Şah, daha önce de Türkiye’nin Tahran ataşemiliteri Binbaşı Hüsamettin (Tugaç) Bey’e, şunları söylemişti: “Öyle zannediyorum ki Türkiye’nin İran Azerbaycan’ın da gözü vardır… Azerbaycan halkı Türk’tür. Türkiye bunu ihmal edemez. Vakıa şimdiki Türkiye böyle bir politika gütmüyor. Mustafa Kemal Paşa çok akıllı bir zattır. Fakat kendisinden sonra Türkiye yine İttihat-ı Terakki Hükümetinin siyasetini benimseyebilir. Görüyorum ki demiryolu inşaatınız iki koldan Azerbaycan’a doğru yönelmiştir. Gerektir ki, Türkiye ergeç Azerbaycan’ı alsın.”
Rıza Şah, Sovyet Devrimi’nden sonra Kafkasya’nın değişik bölgelerinden Türkiye’ye sığınan (başta Mehmet Emin Resulzade olmak üzere) Azeri milliyetçileri ve bunların Türkiye’de yayınladığı Yeni Türkistan, Odlu Yurt, Yeni Kafkasya ve Azeri Türk gibi dergiler yüzünden de Türkiye’nin İran’ın Azerbaycan bölgesiyle ilgili yayılmacı emelleri olduğundan kuşkulanıyordu.
Bahar havasının sonu
Türkiye ise İran’ın Kürt politikasından hiç memnun değildi. Çünkü Rıza Şah, Mondros Mütarekesi sonrası Türk-İran sınır bölgelerinde hâkimiyet kurmuş olan Kürt aşiret reisi İsmail Ağa Simko’nun İran’a dönmesine izin vermişti. Gerçi, 1926’da tekrar isyan eden Simko başarısız olarak Irak’a kaçtı ama Türkiye’nin kulağına kar suyu kaçmıştı bir kere. (İsmail Ağa, 1928’de Türkiye’ye gitmek üzere Irak’tan ayrıldı ancak Türkiye’ye giremedi. 1929’da Türk-İran-Irak sınırında bir noktada İran askerlerince öldürüldü.)
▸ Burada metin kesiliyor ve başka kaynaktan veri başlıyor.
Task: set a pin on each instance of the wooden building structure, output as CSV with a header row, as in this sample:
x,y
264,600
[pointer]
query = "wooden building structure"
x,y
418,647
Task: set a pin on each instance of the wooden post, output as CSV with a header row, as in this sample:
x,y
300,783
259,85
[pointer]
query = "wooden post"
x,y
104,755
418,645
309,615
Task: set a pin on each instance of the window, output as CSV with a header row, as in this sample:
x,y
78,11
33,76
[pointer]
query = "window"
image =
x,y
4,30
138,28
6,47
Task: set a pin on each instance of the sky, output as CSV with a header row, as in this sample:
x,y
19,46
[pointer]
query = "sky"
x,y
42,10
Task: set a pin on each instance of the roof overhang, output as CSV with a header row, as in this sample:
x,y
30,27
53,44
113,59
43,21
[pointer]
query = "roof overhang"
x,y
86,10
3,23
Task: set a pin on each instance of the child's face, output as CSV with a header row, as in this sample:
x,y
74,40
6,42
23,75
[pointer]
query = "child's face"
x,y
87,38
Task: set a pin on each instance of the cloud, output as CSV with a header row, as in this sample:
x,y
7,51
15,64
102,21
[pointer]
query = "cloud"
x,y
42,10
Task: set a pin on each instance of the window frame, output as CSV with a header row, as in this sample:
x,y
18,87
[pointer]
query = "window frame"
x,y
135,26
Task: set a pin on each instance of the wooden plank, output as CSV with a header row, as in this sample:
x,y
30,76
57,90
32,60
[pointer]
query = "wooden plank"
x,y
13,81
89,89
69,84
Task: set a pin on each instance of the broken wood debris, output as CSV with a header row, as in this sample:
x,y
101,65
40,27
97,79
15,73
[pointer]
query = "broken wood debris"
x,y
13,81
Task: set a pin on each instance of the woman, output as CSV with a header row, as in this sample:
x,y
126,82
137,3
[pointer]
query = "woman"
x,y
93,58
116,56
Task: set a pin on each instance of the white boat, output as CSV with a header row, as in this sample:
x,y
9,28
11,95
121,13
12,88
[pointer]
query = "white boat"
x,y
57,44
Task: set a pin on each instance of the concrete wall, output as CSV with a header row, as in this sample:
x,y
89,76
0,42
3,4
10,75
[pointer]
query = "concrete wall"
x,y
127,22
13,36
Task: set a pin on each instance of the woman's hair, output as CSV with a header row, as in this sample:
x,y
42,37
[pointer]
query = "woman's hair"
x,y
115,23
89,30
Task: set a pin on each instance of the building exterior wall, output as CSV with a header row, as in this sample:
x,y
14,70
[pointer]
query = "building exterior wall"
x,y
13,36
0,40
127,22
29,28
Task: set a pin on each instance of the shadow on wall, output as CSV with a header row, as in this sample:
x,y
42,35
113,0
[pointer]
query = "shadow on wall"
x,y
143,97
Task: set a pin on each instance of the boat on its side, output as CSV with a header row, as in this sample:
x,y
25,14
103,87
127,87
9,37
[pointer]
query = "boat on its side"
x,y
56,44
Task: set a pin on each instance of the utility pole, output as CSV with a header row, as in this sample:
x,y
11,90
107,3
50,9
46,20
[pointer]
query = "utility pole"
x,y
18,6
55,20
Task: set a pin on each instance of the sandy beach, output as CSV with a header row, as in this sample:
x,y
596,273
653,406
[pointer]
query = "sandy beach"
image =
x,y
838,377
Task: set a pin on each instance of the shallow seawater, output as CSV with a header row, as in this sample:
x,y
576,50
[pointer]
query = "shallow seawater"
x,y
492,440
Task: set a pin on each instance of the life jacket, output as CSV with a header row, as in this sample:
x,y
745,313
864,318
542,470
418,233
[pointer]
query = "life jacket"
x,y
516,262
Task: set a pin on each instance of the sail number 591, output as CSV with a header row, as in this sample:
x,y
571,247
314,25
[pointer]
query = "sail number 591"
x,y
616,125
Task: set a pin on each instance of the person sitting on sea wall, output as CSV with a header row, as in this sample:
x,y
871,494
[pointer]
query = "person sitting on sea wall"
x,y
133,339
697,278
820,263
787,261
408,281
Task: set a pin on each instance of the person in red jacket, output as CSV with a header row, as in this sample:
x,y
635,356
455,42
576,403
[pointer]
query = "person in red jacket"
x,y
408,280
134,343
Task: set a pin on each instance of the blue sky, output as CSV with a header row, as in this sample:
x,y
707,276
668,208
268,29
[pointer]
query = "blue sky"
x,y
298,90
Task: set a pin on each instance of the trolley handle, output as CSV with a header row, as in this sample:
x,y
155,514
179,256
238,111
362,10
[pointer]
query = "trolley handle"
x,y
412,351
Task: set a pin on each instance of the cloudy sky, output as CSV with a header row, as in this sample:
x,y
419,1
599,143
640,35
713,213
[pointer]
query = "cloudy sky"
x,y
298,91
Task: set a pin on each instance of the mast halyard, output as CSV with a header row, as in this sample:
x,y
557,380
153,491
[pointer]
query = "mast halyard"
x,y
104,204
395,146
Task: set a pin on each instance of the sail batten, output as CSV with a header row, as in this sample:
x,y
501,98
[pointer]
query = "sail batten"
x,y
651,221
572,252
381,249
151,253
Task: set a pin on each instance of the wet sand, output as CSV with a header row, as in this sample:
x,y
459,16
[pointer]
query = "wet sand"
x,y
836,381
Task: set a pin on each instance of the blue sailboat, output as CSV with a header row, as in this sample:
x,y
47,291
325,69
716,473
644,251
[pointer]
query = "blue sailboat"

Türkiye’nin İran kaynaklı transit mallara vergi koyması gibi ekonomik baskılar sonuç verdi ve Türkiye ile İran arasında Nisan 1926’da bir Tarafsızlık ve Saldırmazlık Antlaşması imzalandı. Antlaşma 1925’te SSCB ile Türkiye arasında imzalanan antlaşmaya benziyordu. Temmuz ayında Rıza Şah’ın sağ kolu Timurtaş ile Memduh Şevket (Esendal) Moskova’ya gittiler, beklenen üçlü antlaşma çıkmadı ama Timurtaş Ankara’ya gelip 15 gün kaldı. Fakat bu bahar havası çok sürmedi. 1927-1930 arasında öyle olaylar yaşandı ki, hem Türkiye’deki ve SSCB’deki Kürtlerin kaderi değişmekle kalmadı, Türk milliyetçiliği de ırkçılığa doğru evrildi.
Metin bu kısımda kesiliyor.